In this extract for the Scotsman Sessions, McCredie appears in the role of Mr Toad, the notorious motor-car loving hero of Kenneth Grahame’s much-loved Edwardian children’s story The Wind In The Willows, currently being staged daily on the riverside lawn in front of Pitlochry Festival Theatre. Dressed as a washerwoman, Toad has escaped from prison – where he was serving a sentence for reckless driving – and is trying to board a train back to Toad Hall; but he has forgotten that his money is in the pocket of the trousers he traded for his washerwoman’s smock.

Playing opposite Colin McCredie, as the railway guard, is Ali Watt, a young Scottish actor who grew up in Edinburgh, and underwent a full seven years of training as a solicitor, at Glasgow University and beyond, before taking up a place at Bristol Old Vic drama school, and fulfilling his dream of becoming an actor.

Since he returned to Scotland in 2014, Watt has appeared in plays ranging from Dundee Rep’s 2016 production of Much Ado About Nothing to Elizabeth Newman’s acclaimed 2019 staging of The Crucible at Pitlochry.
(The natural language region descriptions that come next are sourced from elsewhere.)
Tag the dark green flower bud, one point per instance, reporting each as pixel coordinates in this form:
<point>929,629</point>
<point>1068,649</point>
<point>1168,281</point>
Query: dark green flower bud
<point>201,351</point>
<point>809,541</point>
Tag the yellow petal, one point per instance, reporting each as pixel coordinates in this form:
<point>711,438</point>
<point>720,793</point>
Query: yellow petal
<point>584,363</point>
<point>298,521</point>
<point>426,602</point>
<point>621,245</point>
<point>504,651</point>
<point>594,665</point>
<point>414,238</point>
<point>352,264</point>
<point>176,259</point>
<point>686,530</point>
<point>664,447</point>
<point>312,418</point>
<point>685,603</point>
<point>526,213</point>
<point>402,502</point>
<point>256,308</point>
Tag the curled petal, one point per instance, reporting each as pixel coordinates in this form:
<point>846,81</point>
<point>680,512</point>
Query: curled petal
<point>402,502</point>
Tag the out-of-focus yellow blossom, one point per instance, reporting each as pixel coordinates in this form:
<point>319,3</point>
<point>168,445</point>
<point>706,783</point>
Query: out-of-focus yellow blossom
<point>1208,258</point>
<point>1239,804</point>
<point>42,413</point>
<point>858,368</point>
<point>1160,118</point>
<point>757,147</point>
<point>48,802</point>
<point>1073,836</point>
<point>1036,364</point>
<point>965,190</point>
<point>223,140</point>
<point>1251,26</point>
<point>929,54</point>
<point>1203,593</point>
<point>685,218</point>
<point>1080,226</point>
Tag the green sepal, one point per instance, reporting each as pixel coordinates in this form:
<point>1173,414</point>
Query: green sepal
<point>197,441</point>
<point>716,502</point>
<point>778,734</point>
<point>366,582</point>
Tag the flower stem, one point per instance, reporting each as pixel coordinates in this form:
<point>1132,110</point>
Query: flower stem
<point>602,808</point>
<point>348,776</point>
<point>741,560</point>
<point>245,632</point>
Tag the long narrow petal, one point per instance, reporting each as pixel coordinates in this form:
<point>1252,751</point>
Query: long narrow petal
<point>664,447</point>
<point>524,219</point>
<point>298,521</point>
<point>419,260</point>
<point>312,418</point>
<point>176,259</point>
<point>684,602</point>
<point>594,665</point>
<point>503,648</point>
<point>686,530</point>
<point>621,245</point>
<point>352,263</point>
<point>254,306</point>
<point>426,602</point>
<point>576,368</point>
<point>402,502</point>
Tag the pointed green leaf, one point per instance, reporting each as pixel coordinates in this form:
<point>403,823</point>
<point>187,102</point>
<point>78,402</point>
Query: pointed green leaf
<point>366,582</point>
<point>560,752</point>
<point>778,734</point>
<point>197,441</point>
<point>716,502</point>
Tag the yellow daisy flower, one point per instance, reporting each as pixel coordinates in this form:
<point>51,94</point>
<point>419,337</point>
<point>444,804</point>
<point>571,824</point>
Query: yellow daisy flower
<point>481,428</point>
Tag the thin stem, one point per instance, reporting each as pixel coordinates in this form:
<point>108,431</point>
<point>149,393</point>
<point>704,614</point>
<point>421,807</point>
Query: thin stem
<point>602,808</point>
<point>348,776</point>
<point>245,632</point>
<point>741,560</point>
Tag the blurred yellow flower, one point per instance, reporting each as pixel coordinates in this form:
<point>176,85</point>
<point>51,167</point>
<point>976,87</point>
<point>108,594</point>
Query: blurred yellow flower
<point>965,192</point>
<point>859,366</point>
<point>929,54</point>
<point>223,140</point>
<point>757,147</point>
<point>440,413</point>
Like McCredie, he is hugely appreciative of what artistic director Elizabeth Newman has been able to achieve in Pitlochry both before and during lockdown, and of the experience of being part of the Pitlochry ensemble; and this brief extract from one of the company’s current shows fully captures the playful and festive atmosphere on the Pitlochry riverbank, as Toad careers towards speed and modernity at any cost, only to find – in highly prescient style – that his behaviour has consequences, after all.